A local pharmacy in Blackburn has come under fire for a mistake which nearly had fatal consequences for one 21-month-old boy.
Zubayr Naeem was playing in the hallway of his home when he noticed a pack of diabetes tablets that had been pushed through the letterbox by a driver for the pharmacy. His mum Yasmin was in the kitche, unaware of the drugs lying on the floor.
The toddler tore through the pack of Trajenta pills and put two of the tablets in his mouth, but was luckily prevented from swallowing them when his 37-year-old father Mohammed Naeem arrived home and realised what he had done.
After taking the drugs out of his mouth, Mr Naeem rang the NHS and was told to take his son to the emergency department of Royal Blackburn Hospital immediately.
Zubayr was rushed to the hospital and kept overnight. He returned home the following morning but continued to show signs of discomfort.

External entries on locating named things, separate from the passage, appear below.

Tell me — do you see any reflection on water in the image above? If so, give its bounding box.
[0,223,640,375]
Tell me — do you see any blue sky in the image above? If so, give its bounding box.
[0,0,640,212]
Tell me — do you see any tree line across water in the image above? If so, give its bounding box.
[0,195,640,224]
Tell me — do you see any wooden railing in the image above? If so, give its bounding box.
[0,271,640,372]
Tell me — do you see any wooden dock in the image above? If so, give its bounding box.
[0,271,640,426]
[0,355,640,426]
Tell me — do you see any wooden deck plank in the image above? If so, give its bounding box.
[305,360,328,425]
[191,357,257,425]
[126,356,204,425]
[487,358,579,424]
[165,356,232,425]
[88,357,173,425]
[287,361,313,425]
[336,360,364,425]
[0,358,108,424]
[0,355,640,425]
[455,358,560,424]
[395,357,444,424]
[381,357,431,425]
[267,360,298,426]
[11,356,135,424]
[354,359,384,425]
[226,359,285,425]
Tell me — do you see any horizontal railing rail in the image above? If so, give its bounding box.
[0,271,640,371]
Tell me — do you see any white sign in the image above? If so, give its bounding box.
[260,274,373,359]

Three days later he was taken to the family’s GP for a check-up and finally given the all clear.
But doctors warned that in a child under two, the diabetes medication would have caused a coma and probable death if swallowed and left untreated.
The Trajenta pills, which help adults with type 2 diabetes improve their blood sugar control, were actually addressed to a neighbour, but were not only delivered to the wrong house but pushed through the letterbox instead of handing them over to an adult occupant.
Riaz Pharmacy said no medication should be posted through a letterbox. “Our policy is to give them to an individual and if no-one is present leave a note asking them to ring us to arrange delivery. The driver has been suspended,” Pharmacy manager Riaz Hinglotowala said.
“We are very lucky,” said Mr Naeem. “He could have died if we had not seen him do it, got the pills out and taken him to hospital where they were fantastic. If everyone hadn’t acted quickly, it would have had serious consequences.
“I have CCTV of the man delivering the pills. I am taking legal advice. I want something done so this cannot happen again and my neighbour is not left without his life-saving pills.”
A spokesman for the General Pharmaceutical Council said all registered pharmacies are required to meet its standards, which include supplying medicines and medical devices safely, and that “failure to comply” with these standards could put their registration at risk.